For the third quarter we reported a net loss of 2.5 million or $0.04 per diluted share. This loss included pretax merger costs of 18.8 million or $0.19 per diluted share and hurricane losses and disaster recovery costs of $1 million or $0.01 per diluted share. Excluding the merger costs, diluted earnings per share were $0.15, at the high end of our previously released guidance. Gross margin rates improved 460 basis points during the third quarter in spite of a 35% increase in hardware sales. This was accomplished through strong used videogame sales coupled with exceptionally strong co-op advertising funds from our vendors in support of their very competitive title lineups.

Comparatively, co-op funds were weak in the prior year quarter as most vendors did not spend heavily in the face of Grand Theft Auto and Halo 2. SG&A expenses, as expected, were higher than the prior year as a percentage of sales due primarily to expenses related to the relocation of our general office and warehouse to our new facilities in Grapevine, including duplicate occupancy costs for both the new and old facilities and to the negative leverage associated with the forecasted drop in comparable store sales.

Our balance sheet remains very strong with 81 million in cash at the end of the quarter. Inventory on a store-by-store basis increased by 15% from the prior year quarter primarily due to increased videogame hardware levels, experiencing shortages in the prior year. Due to tighter supplies of Xbox 360 than anticipated and slower new videogame software sell-through in the first three weeks of November, we have revised guidance for the fourth quarter and the full year. We now expect comparable store sales for the fourth quarter to range from flat to plus 2%. However, the strength of the used videogame business and the low margins on the lost sales from Xbox 360 hardware shortages give us the confidence in our forecast per diluted earnings per share to range from $1.65 to 1.70 for the full year. Now I’ll turn it over to Dan for his comments.

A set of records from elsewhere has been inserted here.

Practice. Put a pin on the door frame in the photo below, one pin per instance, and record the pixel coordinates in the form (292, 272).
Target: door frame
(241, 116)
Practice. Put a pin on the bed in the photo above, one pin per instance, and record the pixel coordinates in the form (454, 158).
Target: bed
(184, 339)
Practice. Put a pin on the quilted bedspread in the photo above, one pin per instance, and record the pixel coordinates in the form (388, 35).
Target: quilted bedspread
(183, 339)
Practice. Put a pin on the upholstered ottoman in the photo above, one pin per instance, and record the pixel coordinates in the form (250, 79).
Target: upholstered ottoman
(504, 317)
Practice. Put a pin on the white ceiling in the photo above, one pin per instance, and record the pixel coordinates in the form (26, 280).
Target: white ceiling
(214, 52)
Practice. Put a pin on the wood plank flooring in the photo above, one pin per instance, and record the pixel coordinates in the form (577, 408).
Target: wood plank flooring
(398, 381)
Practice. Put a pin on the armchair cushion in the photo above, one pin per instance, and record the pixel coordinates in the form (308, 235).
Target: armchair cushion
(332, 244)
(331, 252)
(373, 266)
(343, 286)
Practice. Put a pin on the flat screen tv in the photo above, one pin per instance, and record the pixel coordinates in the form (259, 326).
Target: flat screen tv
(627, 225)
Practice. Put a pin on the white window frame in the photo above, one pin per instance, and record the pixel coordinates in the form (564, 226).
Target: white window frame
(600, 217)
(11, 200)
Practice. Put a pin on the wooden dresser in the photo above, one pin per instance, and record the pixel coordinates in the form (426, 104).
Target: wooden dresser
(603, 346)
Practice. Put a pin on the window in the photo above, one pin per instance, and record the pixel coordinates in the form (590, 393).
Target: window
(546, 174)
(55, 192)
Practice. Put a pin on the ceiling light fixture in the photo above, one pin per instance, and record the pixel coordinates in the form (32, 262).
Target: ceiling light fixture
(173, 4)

Dan Dematteo, Vice Chairman and Chief Operating Officer

Thank you, David. As mentioned in our press release, the highly anticipated Xbox 360 has had a negative effect on new title releases in the first three weeks of the quarter as core gamers needed to conserve their cash for this big ticket purchase. As reported everywhere, the very limited quantities sold out in record time and our tie ratios of software and accessories has hit all-time highs. We are attributing this high tie ratio to the continued growth in our trade-in model, which allows consumers to purchase new games with less out-of-pocket cash.

Going forward, we expect Xbox 360 to be extremely constrained and we will fall short of our sales plan in the category. But we do not expect this sales shortfall to have a much effect on fourth-quarter earnings due to very low margins of videogame hardware. As we demonstrated in the third quarter, high levels of used games drive used sales and our inventory per store in the used category has never been higher. So we are well-poised to serve the budget-oriented consumer that drives sales at this point in the cycle.

Our marketing plans for the Company are in place and we have run our first combined company, FSI, this weekend and we will be running others in the quarter.

In summary, we expect sales for the fourth quarter to be driven by games for the current platforms, handheld systems and used games. Some of the best-selling titles are expected to be Call of Duty for the Xbox 360 for Mac division, WWE Smackdown for the PS2 from THQ, Mario Cart for Nintendo DS from Nintendo, 50 Cent Bulletproof for the PS2 and Xbox from Vivendi, Star Wars Battle Front II for PS2 and Xbox from Lucas Arts and Nintendogs for the Nintendo DS. Thank you and I’ll turn it over to the moderator for a question-and-answer period.